Question: I have a limited liability company (LLC), do I need an operating agreement?

The Sauk Prairie Eagle – Ask The Professional Column.  (Jared Walker Smith)

Answer:  An operating agreement sets forth how the business of the LLC is going to be conducted and the rights and responsibilities of its members. If your LLC does not have an operating agreement, then your LLC is subject to the default rules of Wisconsin’s LLC law—which may not be in your best interests as a member. Having a well-drafted operating agreement lets you customize the structure of your LLC to best fit the goals of your business. In multi-member LLCs, it can help mitigate future conflicts between the members. Even single-member LLCs benefit from having an operating agreement—operating agreements help establish that the LLC is a separate entity from the sole-owner, an important factor in protecting your limited liability. Additionally, an operating agreement can establish what happens to the LLC’s operations if you die or become unable to run the business.

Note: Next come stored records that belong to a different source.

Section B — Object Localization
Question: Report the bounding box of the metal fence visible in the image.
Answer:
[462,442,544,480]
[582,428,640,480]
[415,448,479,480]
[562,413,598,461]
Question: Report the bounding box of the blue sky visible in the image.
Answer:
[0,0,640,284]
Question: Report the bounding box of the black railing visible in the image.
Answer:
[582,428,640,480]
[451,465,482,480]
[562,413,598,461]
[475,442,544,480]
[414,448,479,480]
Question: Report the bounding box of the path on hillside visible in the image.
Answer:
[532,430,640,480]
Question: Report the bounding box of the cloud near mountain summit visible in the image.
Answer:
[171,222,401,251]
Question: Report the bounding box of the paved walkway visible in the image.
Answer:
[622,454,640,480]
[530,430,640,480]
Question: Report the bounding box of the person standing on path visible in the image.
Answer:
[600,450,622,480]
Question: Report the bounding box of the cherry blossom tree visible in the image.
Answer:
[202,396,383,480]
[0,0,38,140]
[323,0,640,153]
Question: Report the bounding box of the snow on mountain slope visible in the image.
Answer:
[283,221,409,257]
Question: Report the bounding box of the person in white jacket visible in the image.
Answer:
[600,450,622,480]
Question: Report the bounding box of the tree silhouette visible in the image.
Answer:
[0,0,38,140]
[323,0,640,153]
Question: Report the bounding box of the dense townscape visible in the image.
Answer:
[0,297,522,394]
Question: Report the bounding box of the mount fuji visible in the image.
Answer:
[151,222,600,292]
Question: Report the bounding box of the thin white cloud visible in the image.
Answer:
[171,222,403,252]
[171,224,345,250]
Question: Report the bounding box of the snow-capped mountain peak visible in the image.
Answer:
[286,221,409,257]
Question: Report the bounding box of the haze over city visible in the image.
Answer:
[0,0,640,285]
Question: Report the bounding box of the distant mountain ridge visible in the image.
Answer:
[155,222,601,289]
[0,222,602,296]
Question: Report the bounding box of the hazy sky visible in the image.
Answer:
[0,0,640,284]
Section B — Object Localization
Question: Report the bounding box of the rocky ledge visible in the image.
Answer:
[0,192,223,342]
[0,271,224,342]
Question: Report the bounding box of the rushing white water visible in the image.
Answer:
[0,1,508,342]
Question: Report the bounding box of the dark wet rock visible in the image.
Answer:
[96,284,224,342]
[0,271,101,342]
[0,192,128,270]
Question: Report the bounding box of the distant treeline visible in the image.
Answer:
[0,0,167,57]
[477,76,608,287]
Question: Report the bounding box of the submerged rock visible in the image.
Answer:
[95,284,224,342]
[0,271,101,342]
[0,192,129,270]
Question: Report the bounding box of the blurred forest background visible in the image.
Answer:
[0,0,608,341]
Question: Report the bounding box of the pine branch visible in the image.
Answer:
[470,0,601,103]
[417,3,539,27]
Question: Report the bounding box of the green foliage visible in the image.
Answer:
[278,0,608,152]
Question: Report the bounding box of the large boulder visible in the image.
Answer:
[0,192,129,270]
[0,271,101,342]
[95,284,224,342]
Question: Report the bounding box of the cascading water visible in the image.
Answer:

If you own an LLC or are thinking of starting one, please see a qualified attorney to make sure that you and your LLC are protected with well-drafted corporate documents, including an operating agreement.

Disclaimer: The above information is provided as general information, not as legal advice, and does not create an attorney client relationship. Before making any decisions regarding legal matters, individuals should consult with a qualified attorney.